Entrai in quella piccola cappella e mi sedetti vicino la bara di mio nono e appoggiai una mano su di essa inziando a parlargli. Mia nonna era seduta vicino a me che continuava a piangere.
-Mi ricorderò di te per sempre nonno- sussurrai appena accarezzando quei fiori sulla bara.
 
Era pazzesco come in quattro giorni, tutto era cambiato. Tutto prima di questo sembrava essere al suo posto, tutto invece scoppiò in quattro giorni. E adesso sono qui, a finire la storia così, perche il dolore che provo è troppo grande per continuare. Sono qui nonno a immaginare il nostro incontro, a immaginare noi due camminare su quelle nuvole che oggi ci separano ma che ogni giorno, ogni ora, ogni minuto e ogni secondo ci avvicinano sempre di piu. Aspettami li nonno, un giorno anche se lontano ci rivedremo e sono convinta che cammineremo insieme in eterno. Tutta questa storia è dedicata a te, perche è la nostra, un pezzo della nostra storia e vita. E adesso domenica 14 Giugno 2015 alle ore 00:42 io smetto di scrivere. E inizio a contare i giorni che mancano al tuo compleanno, e a quanto vorrei che fosse tutto come prima. Io che vengo a casa tua con il solito regalino, il solito dopobarba che ti piaceva tanto, oppure con una magliettina troppo giovanile ma che mettevi lo stesso per farmi felice. Non dimenticherò mai, e dico MAI quello che hai fatto per me, i sacrifici che hai fatto per papá, le difficoltá che hai affrontato e superato per il bene della famiglia. Adesso posso dire ufficialmente che tu, tu nonno per me sei un EROE. Si per me tu sei un EROE, perche sei stato un grande nella tua vita e come testimoni ho la zia Concettina, papá, la nonna, lo zio Marcello e tutti coloro a cui hai offerto il tuo aiuto.
 
"Nonno, vogliamo ricordarti com'eri, pensare che ancora vivi. Vogliamo pensare che ancora ci ascolti, che come allora sorridi. Ti vogliamo bene e te ne vorremo sempre.
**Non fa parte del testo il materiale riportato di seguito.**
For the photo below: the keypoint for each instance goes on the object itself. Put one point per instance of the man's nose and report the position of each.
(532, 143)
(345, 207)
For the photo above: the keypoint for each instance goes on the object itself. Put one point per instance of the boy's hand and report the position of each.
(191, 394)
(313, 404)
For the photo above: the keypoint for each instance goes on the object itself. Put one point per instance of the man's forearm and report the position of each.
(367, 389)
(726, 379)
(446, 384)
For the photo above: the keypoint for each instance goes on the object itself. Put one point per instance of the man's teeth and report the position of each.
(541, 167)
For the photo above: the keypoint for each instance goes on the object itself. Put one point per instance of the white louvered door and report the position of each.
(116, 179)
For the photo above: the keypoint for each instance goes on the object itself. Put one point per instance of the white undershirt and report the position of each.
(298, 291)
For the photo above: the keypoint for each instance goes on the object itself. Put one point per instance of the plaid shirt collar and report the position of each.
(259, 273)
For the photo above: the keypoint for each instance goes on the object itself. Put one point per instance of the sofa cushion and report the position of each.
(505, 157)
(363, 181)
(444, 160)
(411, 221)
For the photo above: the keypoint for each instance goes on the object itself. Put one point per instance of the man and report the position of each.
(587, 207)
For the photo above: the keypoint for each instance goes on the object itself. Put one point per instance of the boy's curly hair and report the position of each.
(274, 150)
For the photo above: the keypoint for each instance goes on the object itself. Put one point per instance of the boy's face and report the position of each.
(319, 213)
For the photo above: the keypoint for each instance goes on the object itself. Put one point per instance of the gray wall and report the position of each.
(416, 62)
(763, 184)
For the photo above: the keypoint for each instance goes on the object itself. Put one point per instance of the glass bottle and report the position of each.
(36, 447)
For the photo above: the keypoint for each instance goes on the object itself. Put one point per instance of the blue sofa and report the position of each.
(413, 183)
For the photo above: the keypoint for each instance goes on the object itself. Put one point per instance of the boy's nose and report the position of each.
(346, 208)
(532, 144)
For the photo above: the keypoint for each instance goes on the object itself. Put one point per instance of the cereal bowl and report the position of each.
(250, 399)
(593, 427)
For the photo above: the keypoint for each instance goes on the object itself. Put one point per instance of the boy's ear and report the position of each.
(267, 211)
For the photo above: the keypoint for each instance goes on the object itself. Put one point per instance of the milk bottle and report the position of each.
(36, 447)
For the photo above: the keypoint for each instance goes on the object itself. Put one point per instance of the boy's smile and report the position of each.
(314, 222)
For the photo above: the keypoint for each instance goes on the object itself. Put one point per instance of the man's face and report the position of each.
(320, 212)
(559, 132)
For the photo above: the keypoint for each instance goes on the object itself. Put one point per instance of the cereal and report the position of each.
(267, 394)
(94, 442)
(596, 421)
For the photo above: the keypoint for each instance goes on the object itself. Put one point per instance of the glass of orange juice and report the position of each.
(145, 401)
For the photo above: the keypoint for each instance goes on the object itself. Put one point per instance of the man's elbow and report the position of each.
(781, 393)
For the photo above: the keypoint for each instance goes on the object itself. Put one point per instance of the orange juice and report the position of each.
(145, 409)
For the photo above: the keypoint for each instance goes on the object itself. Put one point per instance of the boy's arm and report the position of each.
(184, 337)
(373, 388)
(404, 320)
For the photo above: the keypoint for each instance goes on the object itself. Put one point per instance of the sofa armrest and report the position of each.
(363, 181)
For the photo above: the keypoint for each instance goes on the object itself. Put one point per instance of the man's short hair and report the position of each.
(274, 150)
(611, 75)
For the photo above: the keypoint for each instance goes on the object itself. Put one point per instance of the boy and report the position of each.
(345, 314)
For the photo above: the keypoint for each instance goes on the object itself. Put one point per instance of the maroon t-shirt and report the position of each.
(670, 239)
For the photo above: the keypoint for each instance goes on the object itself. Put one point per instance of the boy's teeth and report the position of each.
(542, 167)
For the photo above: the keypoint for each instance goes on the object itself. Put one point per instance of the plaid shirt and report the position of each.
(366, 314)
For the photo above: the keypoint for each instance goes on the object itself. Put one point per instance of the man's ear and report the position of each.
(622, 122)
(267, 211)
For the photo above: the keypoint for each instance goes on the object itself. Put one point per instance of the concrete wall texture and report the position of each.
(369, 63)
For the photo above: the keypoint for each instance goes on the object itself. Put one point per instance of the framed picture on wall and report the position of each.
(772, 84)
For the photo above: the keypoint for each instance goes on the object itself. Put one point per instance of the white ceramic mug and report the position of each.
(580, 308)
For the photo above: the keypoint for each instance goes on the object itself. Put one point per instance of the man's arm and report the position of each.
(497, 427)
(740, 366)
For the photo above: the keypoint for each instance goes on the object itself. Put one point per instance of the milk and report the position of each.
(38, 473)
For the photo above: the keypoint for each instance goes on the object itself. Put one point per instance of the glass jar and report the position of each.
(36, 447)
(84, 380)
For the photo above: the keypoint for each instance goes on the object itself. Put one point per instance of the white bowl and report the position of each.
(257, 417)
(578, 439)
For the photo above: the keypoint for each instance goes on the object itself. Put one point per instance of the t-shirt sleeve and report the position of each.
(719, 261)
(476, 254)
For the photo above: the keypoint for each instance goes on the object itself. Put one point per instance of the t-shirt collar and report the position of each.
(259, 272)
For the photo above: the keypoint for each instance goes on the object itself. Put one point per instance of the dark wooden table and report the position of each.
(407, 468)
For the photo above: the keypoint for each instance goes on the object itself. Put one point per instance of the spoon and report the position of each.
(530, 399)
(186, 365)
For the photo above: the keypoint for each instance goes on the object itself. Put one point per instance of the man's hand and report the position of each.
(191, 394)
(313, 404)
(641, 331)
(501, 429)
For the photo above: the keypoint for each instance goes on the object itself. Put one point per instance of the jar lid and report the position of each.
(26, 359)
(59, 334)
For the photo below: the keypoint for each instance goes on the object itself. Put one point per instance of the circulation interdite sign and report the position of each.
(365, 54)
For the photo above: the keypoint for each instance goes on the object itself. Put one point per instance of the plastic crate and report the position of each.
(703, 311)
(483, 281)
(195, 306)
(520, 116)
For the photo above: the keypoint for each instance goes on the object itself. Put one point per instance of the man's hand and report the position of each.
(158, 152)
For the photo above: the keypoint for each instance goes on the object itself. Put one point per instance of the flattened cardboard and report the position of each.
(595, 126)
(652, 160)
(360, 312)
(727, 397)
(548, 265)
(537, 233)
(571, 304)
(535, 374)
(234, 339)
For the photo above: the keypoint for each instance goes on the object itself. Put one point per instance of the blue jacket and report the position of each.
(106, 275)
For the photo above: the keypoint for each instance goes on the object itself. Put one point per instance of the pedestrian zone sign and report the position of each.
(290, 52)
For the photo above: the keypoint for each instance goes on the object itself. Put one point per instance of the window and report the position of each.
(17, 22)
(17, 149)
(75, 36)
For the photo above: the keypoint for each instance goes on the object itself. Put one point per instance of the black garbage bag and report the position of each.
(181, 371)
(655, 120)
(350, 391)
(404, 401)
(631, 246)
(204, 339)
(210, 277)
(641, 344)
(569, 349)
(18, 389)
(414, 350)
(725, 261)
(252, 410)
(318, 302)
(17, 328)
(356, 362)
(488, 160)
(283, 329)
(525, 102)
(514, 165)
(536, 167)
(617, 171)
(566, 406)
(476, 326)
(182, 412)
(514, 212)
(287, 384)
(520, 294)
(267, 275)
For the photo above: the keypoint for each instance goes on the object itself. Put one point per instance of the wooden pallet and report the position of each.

I tuoi nipoti."
 
Il titolo di questa storia, della nostra storia secondo me è perfetto perchè, Le persone che amiamo non ci lasciano mai veramente, e io sono convinta che tu nonno, tu sei sempre al mio fianco.
 
Adesso so che questo è vero, che questa frase è vera, e intendo concludere la storia con questa frase.
 
"Un nonno ti vede nascere sapendo che ti lascerá prima degli altri. Forse ecco perche ti ama più degli altri."